First I tried simply downloading the Rhino .jar file from Mozilla's website and adding it to the project as a library in Eclipse. Eclipse recognised it fine and compiled the application. However, when running it I get an exception when calling Context.evaluateReader() (see below for stack trace).

Then I tried adding the Rhino source code as a separate Android project in Eclipse, marking it as a library and referencing it in my project, which was enough to get Eclipse to get it to compile, but led to the same error.

This is the stacktrace I get (java.lang.UnsupportedOperationException: can't load this type of class file)

Thread [<7> Thread-8] (Suspended (exception UnsupportedOperationException)) 
    DefiningClassLoader(ClassLoader).defineClass(String, byte[], int, int, ProtectionDomain) line: 338  
    DefiningClassLoader.defineClass(String, byte[]) line: 62    
    Codegen.defineClass(Object, Object) line: 159   
    Codegen.createScriptObject(Object, Object) line: 114    
    Context.compileImpl(Scriptable, Reader, String, String, int, Object, boolean, Evaluator, ErrorReporter) line: 2440  
    Context.compileReader(Reader, String, int, Object) line: 1326   
    Context.compileReader(Scriptable, Reader, String, int, Object) line: 1298   
    Context.evaluateReader(Scriptable, Reader, String, int, Object) line: 1137  
    TimetableProcessor.evaluate(InputStream, String, String[]) line: 31 
    TimetableProcessor.processBasicData(InputStream, String) line: 58   
    TimetableProcessor.process(InputStream, String) line: 52    
    TimetableUpdater.update() line: 53  
    Main$1$1.run() line: 22

The bit of my code that hits the exception looks like this:

        Context cx = Context.enter();
        cx.setLanguageVersion(Context.VERSION_1_7);
        Scriptable scope = cx.initStandardObjects();
        try {
            Object result = cx.evaluateReader(scope, new InputStreamReader(data), /* <<< exception here */
                    filename, 0, null);
        } catch (IOException e) {
            // ...
        }

I also found this blog post which contains similar code and says it works. The author says he used a jar file from the Android Scripting site. The only jar file I found there was in rhino_extras_r3.zip. However, it doesn't contain .class files but rather a classes.dex file.

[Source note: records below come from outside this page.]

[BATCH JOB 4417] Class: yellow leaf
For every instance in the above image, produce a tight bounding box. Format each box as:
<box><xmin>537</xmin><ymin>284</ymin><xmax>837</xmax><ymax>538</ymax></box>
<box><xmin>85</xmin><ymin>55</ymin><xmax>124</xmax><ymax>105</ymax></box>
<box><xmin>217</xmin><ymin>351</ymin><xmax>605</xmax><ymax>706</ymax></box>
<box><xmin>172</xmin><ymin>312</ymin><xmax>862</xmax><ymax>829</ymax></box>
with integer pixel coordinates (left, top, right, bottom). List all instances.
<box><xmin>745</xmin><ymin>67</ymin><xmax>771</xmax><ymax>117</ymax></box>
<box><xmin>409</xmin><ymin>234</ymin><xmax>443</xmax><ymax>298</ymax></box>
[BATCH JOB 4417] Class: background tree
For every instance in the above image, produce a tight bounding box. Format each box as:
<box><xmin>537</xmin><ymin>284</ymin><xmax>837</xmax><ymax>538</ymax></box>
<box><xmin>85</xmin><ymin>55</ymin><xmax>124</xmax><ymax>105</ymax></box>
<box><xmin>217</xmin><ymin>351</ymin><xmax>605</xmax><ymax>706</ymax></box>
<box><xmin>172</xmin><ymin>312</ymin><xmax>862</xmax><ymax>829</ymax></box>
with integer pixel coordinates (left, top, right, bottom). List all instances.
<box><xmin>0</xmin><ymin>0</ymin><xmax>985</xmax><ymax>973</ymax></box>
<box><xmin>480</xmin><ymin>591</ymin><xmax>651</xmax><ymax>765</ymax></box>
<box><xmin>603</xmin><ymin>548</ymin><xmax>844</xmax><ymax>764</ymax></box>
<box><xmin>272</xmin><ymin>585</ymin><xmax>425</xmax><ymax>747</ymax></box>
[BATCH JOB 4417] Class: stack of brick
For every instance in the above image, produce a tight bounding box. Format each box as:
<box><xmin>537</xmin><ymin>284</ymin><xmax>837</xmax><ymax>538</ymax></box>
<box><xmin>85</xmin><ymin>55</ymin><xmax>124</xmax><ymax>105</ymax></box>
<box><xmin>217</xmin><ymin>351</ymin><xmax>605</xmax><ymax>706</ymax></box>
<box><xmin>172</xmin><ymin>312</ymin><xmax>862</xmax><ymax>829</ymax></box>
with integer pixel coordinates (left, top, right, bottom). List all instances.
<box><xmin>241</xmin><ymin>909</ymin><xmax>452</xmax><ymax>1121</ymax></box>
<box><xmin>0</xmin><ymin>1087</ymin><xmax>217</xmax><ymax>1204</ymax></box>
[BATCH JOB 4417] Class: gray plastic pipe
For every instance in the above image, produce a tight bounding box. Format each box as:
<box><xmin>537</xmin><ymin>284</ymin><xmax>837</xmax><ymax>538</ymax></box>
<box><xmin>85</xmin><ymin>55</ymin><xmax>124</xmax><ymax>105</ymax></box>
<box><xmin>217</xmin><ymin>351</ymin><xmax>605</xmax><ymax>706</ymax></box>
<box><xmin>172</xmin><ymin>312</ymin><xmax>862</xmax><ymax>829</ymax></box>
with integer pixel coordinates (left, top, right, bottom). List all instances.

When I added this as a library in Eclipse, it didn't recognise the classes it contains and thus failed to compile my project because of the missing references to Rhino classes.

Any help at all on how to get this to work is appreciated!

+2  A: 

An Android-compatible edition of rhino1_7R2.jar is available on the SL4A site, in the version control system. Here is a sample project that wraps up Rhino and BeanShell into an Android interpreter service.

CommonsWare
Thanks, I didn't notice that jar file because it wasn't listed in the downloads section. It still didn't solve my problem (I've posted my actual solution), but you definitely deserve an upvote for showing me where the jar file is and the sample project that I can use as an example.
Liquid_Fire
A: 

I finally got it to work. I should have paid more close attention to that blog post I linked.

If I add the line

cx.setOptimizationLevel(-1);

to disable optimisations, everything works perfectly.

Liquid_Fire
@Liquid_Fire: By default, Rhino tries to generate JVM bytecode on the fly, as a sort of Javascript JIT. That's cool and all, but Android does not run JVM bytecode -- it runs Dalvik bytecode. Hence, you have to disable optimization, via the code snippet you showed, to allow Rhino to run.